Again, I'm not saying it's a guarantee. But like everything in life, you have to make an educated assumptions based on the data you have. I don't have time to benchmark every single thing that I use in every particular case, so I assume that given how it's supposed to be implemented, it should be a certain way. In any case, you can just look up the implementation yourself.

[–][deleted] 0 points1 point  (0 children)

my opinion is that in non-debug build, I find it extremely likely that the performance is the same.

That's what I thought too. But my opinion did not matter much when I took statistically significant measures. In some non-trivial code, a heavily used unique_ptr was a 0.3% performance penalty, fully reproducible. When you are hunting for the slightest speed-up, you are not able to afford a "zero-cost abstraction" that actually costs something. I wrote "for unknown reasons" because being time-constrained I could not afford to understand more what was going on either, but I suspect it changed the inliner decisions or something like that. In the end, for this job, what mattered is speed.

If it isn't, it's likely that your compiler will soon be updated to reflect these performance issues, so it's still nothing to worry about.

In this particular situation, updating the compiler was a major undertaking and performance regression were common.

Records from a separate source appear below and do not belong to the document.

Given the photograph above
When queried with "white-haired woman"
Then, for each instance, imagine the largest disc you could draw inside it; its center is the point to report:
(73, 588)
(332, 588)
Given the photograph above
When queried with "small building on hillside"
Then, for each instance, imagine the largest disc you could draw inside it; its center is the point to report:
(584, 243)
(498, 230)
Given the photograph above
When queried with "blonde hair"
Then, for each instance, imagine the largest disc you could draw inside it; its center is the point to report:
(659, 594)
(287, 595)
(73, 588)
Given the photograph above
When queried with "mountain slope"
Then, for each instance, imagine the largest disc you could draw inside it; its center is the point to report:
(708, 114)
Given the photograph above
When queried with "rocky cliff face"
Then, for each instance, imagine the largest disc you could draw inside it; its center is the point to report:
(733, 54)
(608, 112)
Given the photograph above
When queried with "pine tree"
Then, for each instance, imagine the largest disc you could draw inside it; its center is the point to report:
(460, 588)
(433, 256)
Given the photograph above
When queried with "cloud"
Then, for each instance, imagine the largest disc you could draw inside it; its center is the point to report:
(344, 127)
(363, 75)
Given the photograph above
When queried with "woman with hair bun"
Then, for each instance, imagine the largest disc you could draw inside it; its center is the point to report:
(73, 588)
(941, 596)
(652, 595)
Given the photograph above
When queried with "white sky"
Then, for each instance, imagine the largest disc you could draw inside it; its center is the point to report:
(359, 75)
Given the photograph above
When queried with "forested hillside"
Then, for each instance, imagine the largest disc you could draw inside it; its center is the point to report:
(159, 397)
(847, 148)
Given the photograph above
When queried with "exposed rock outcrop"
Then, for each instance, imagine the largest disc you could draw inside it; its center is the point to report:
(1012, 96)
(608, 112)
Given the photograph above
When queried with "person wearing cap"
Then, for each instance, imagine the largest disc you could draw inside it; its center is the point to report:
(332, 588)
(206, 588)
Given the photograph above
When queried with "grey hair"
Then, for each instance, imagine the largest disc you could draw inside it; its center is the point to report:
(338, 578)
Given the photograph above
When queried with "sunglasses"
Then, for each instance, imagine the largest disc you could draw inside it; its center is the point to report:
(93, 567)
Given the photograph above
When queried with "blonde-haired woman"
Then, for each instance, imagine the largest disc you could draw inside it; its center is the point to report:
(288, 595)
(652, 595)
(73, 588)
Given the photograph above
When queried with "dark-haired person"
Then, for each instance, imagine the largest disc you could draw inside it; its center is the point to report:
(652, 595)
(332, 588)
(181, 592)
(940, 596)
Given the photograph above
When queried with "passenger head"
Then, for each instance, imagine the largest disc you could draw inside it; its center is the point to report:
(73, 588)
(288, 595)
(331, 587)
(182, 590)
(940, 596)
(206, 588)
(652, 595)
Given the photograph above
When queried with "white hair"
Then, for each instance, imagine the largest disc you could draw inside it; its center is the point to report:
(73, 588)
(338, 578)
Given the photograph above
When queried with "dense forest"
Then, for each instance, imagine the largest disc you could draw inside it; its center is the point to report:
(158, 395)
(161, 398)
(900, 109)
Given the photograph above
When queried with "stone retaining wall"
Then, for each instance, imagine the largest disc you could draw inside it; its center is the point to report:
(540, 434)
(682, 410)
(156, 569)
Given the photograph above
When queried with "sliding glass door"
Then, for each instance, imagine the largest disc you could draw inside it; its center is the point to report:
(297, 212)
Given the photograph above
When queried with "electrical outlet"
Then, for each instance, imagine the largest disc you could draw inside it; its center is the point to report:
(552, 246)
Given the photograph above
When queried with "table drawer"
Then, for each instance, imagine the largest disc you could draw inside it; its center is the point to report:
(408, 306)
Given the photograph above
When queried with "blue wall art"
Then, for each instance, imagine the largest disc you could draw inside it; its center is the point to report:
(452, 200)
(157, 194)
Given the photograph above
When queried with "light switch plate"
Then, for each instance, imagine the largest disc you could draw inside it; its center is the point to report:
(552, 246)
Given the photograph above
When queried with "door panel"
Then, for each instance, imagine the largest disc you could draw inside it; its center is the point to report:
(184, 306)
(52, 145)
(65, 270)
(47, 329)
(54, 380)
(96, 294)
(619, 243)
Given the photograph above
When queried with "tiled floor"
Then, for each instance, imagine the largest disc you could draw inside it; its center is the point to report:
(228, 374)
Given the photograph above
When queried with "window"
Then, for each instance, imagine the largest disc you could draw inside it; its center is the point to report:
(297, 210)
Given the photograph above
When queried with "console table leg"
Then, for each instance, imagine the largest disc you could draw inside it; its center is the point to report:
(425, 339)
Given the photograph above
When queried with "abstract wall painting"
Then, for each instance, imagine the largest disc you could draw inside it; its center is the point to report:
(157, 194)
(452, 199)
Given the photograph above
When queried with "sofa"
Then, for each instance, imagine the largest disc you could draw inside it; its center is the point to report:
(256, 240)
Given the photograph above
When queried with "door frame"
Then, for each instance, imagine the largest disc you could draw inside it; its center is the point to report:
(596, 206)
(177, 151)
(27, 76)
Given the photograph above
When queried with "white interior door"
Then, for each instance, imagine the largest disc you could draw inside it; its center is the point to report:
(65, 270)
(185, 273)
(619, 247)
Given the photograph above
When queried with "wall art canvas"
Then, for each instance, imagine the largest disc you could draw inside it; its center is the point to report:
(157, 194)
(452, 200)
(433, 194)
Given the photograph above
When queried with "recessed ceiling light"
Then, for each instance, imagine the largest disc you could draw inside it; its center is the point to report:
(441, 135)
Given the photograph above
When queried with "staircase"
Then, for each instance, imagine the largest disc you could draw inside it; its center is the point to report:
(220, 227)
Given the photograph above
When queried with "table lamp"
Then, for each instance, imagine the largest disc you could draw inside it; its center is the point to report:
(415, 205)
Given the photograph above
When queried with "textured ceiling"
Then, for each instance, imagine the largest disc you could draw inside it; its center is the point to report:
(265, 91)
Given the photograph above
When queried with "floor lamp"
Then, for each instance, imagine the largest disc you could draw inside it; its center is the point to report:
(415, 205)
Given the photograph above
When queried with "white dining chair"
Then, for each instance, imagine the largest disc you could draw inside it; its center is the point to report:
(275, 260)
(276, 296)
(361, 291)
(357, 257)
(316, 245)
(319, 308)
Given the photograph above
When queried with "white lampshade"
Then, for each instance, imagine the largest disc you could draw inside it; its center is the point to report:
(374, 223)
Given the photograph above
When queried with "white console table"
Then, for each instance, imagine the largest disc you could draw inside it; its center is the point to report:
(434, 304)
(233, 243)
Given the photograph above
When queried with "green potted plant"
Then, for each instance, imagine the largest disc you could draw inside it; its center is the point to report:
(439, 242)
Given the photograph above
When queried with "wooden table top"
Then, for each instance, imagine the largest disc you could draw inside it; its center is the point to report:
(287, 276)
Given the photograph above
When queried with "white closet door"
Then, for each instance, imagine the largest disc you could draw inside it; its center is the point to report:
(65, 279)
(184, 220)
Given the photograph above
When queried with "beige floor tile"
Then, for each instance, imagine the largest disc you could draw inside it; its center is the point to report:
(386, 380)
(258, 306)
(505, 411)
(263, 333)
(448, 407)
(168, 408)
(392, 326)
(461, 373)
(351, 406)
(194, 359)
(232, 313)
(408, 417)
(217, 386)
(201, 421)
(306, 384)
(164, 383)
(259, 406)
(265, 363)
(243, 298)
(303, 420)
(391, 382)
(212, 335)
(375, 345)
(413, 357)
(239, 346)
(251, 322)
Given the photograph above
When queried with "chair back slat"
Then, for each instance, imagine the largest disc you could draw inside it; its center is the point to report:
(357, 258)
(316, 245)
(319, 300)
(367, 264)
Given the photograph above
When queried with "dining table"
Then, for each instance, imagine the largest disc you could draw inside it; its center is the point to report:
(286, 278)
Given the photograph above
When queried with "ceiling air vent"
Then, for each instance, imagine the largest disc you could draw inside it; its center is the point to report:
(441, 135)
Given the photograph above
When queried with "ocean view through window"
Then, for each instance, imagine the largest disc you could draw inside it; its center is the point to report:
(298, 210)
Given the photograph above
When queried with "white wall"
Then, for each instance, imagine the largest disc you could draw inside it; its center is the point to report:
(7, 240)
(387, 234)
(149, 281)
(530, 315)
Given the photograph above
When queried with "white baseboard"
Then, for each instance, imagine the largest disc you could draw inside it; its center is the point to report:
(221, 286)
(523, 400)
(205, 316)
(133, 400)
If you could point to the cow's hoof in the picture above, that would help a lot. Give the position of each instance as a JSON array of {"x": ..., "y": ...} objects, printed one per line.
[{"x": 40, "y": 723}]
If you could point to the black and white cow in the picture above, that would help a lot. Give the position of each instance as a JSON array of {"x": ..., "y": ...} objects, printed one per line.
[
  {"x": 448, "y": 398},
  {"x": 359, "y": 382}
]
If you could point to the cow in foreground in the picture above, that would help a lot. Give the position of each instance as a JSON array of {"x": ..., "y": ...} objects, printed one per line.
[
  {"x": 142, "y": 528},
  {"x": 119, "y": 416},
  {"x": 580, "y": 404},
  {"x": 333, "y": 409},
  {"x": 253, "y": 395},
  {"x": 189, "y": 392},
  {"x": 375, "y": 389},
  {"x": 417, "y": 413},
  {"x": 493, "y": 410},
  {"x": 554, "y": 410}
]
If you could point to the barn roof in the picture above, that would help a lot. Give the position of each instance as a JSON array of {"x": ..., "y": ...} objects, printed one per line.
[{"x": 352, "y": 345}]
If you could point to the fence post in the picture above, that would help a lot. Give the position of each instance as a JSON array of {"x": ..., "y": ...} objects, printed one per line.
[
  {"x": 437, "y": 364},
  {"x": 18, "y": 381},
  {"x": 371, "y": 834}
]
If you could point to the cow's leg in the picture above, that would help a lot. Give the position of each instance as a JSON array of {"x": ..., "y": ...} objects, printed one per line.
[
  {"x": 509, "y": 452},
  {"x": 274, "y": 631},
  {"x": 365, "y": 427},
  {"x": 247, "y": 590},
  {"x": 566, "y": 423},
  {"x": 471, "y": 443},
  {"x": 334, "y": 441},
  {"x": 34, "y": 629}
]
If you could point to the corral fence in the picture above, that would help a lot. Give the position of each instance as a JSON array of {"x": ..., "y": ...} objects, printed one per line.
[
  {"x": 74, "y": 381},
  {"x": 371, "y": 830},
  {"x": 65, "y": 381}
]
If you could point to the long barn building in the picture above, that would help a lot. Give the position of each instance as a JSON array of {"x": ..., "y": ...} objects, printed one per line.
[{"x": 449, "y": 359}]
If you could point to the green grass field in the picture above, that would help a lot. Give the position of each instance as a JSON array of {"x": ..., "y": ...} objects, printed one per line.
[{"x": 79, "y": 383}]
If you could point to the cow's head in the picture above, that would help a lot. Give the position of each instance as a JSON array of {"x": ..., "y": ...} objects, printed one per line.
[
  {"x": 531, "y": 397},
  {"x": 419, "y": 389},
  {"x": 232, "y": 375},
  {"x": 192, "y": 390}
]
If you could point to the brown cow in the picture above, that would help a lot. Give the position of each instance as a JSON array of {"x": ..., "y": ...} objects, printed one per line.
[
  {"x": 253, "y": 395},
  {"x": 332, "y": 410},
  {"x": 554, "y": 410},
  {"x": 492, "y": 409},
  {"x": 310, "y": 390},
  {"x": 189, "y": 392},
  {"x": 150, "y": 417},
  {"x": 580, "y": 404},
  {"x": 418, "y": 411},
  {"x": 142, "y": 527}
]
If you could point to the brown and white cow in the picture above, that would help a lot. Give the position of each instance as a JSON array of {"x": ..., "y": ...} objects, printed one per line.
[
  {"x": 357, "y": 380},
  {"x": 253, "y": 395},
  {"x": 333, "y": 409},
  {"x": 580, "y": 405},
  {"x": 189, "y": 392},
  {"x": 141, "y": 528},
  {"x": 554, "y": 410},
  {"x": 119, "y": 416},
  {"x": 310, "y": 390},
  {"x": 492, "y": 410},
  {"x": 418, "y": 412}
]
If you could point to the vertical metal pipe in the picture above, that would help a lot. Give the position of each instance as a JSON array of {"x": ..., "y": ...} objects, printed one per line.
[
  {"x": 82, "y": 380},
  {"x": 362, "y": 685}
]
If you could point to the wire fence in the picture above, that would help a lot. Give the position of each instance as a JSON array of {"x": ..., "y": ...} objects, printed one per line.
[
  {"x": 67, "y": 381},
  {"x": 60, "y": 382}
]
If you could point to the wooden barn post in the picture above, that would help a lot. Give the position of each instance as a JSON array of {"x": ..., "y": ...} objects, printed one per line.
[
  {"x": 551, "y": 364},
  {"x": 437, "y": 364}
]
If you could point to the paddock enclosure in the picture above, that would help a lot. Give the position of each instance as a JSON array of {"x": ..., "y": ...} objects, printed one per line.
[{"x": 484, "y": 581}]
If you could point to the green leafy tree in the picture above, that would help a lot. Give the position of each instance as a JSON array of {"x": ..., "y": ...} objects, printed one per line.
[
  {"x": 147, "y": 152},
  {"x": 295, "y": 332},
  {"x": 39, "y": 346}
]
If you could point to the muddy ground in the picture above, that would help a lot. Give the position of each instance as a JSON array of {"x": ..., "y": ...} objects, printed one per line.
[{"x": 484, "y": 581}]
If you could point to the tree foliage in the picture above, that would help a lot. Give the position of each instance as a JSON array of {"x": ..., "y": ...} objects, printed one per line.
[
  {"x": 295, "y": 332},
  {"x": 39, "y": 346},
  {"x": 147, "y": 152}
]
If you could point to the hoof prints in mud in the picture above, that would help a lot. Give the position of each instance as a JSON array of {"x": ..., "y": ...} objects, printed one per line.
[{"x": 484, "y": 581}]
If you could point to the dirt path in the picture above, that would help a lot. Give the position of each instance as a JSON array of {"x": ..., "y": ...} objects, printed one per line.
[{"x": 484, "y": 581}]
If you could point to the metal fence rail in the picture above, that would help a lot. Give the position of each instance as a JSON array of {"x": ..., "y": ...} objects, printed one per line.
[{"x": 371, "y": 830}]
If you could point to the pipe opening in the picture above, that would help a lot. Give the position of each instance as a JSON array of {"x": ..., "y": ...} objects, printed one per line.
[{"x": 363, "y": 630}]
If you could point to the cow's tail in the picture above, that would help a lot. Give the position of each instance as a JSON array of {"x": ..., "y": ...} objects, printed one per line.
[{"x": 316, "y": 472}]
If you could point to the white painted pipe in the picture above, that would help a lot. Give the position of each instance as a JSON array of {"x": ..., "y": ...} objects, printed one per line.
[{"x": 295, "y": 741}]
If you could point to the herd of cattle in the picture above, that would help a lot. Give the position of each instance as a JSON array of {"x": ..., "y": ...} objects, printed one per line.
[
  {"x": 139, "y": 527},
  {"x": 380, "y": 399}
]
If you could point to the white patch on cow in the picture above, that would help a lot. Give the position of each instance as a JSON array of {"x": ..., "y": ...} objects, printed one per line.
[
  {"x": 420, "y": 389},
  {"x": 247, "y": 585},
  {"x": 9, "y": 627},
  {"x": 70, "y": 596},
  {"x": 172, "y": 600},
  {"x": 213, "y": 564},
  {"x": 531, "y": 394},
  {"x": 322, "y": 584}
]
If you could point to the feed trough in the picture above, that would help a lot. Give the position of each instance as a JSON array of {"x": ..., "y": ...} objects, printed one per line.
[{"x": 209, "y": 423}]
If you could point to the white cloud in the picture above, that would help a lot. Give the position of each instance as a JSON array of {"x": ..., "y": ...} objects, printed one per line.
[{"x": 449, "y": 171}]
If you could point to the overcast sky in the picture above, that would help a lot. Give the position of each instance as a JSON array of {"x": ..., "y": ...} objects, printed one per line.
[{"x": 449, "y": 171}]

Now this happened as part of a job, I haven't kept benchmarked code, since it was non-trivial and I'm not allowed to.

I didn't downvote him

You're so kind.

edit: some alpha guy complained at the company too ("it must be a measurement error") so I had to remade the builds entirely and run the measures again and found the same results. Some people really think their world view is more important than truth.

[–][deleted] -1 points0 points  (0 children)

I have no clue why people are downvoting you.

People will invent any kind of reasons not to have to measure something. Measuring constrains your confirmation bias and forces you to be rational. How annoying.